# Marsh Dog Stand: Homemade Alternative?



## cpgt0105

All,

I've been researching adjustable-height dog stand products that can stick straight into water/mud without the use of a tree.  The best I've found is made by Avery, but retails for ~$170.  That seems to be a bit outrageous for something that's esentially a juiced-up TV stand.  I'm trying to come up with a homemade idea or an idea that uses something cheap (small table?) that can be modified easily to what I need.  Any ideas out there?

Otherwise, have any of you ever found a cheaper product out there?

Thanks--


----------



## jerry russell

I had one made for me by a friend and he took a simple design and enhanced it into one of the most versatile stands possible. His name is Scotty Hardison but I am not sure he is a member on this forum. He is a member on the other duck forum. PM me if you can't find him.

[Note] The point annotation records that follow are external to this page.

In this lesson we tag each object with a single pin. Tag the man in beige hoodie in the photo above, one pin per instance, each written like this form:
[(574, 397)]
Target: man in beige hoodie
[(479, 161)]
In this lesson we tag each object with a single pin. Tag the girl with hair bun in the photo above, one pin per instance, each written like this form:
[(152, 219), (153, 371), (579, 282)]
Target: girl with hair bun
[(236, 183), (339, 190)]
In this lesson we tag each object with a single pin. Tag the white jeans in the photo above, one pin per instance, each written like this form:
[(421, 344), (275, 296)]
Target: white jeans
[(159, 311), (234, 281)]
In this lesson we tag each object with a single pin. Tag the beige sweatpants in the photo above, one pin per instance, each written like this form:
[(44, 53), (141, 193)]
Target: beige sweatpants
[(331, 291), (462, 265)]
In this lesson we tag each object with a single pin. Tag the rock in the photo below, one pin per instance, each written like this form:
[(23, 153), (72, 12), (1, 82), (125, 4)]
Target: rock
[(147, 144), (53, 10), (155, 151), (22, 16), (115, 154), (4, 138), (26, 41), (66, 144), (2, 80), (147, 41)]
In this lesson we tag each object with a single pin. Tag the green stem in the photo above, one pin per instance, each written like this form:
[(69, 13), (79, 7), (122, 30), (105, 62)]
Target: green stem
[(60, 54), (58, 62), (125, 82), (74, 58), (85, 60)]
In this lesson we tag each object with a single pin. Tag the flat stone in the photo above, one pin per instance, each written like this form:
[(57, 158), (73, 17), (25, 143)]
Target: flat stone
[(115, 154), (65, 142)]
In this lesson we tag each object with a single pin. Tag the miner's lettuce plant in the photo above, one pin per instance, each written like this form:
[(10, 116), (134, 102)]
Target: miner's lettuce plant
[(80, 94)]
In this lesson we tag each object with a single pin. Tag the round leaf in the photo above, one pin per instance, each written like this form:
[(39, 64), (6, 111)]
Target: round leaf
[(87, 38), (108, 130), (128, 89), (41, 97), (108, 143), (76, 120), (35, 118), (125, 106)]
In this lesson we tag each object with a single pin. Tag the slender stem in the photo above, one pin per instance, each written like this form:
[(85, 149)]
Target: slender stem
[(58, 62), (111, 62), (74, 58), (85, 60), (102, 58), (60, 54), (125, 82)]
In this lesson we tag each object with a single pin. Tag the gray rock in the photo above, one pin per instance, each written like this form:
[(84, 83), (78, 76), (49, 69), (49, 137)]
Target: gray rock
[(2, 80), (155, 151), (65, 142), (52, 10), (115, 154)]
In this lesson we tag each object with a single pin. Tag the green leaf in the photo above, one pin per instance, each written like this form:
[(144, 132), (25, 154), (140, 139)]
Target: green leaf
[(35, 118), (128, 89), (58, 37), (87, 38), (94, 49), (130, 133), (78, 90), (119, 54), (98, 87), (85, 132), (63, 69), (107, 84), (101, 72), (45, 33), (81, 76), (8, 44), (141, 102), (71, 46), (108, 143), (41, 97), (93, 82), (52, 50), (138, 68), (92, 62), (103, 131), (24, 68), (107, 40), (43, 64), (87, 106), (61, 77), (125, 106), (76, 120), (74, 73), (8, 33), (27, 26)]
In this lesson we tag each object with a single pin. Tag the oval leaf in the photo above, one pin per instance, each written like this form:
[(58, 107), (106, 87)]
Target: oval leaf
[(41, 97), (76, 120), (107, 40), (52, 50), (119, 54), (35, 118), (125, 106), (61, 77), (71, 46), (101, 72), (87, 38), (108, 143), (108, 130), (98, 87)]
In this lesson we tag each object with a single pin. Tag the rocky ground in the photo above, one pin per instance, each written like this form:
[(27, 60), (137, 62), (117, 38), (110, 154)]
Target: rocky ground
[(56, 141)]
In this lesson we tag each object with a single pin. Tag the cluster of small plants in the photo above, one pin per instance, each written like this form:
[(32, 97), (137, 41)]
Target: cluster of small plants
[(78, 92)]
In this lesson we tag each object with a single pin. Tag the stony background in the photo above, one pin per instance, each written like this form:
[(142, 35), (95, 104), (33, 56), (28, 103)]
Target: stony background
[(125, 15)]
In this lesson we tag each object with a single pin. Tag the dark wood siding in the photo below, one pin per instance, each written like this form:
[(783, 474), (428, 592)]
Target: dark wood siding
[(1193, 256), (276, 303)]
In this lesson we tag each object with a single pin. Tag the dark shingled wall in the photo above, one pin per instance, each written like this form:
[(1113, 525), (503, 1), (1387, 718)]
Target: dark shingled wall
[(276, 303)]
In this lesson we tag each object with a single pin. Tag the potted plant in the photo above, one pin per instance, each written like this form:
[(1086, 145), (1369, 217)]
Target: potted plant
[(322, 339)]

His idea...It is a simple table concept (welded) with a wooden top that is coated in bed liner material that make it extremely tough. He added a neoprene mat for comfort in the cold.
To address the height issue he simply provides multiple sets of legs that can be changed out in seconds. The legs have removable feet for boat/mud or screw on spikes for field hunting.
The platform is sized for the dog blind that you have. In my case a GHG.

I did a test run on this thing in Florida (salt water) and it worked awesome. We were hunting horrible mud flats and as you can see from the attached picture in 12" of mud, Rocko stayed warm and dry but kept a low profile.

Scotty also makes great dog training platforms and tie outs. He is a solid guy and if you can dream it, he can build it at a fair price.


----------



## Tunacash

I made one out of piece


----------



## Tunacash

Sorry...

Of plywood and 2" PVC pipe for frame and legs...just tried it out this morning and it was a success! Ill send pics later


----------



## quackwacker

the thing is.............you can make one that works, but is it adjustable in the woods, is it lite enough to carry on your back with all your gear, and how much are you going to have in it when your done........time included?   

I have found its best to just let someone else do all the work and buy a product thats going to last you for years!

Good Luck and let us know what you come up with.  Some one on here had one they built this week.  See if you can find that thread.

Here it is.

http://forum.gon.com/showthread.php?t=597508


----------



## quint

If you like the avery stand look at Rogers sporting goods.com . That is the cheapest i have seen $150.00   with free shipping.


----------



## quackwacker

Gatorb said:


> ive got the avery ruffstand. some say they dont like it but its been great for us. plenty stable where some say it aint. i got a deal on mine on another forum swap and sell. just look around and you can find a good deal on a used one. the adjustability and size is great IMO. and ifn i dont have a place to sit while hunting its plenty big enough and sturdy enough for me to sit on it too right next to my dog.



yeah but your dog only weights 14 lbs!


----------



## builditbreakit

quackwacker said:


> yeah but your dog only weights 14 lbs!



1 advantage over a lab


----------



## gdhall

*Here ya go*

My brother writes for outdoorwriter.net   
Check out his site. He just put up an article on a dog stand he built that is steady for his 85 lb lab out of EMT. I think it the total was 30 bucks after he changed from screws to bolts in the wood.

http://www.outdoorwriter.net/


----------



## Raf Salazar

one of my friends was throwing out a chair that the legs broke off of, so i just took a couple pieces of wood and made them the same length as the back of the chair, flipped it over and stuck it in the mud...works good ...you cant adjust it, but it was free


----------



## mdhall

I was the one that made the other stand posted. I'd suggest buying your bolts and nuts at tractor supply company. You can get them all there for probably under $5. They sell them by the pound. I used 1/4" bolts, and they work really well.


----------



## cpgt0105

Thanks all for the help--think I'll take the outdoorwriter design and run with it.  If I learn anything new along the way, I'll post.


----------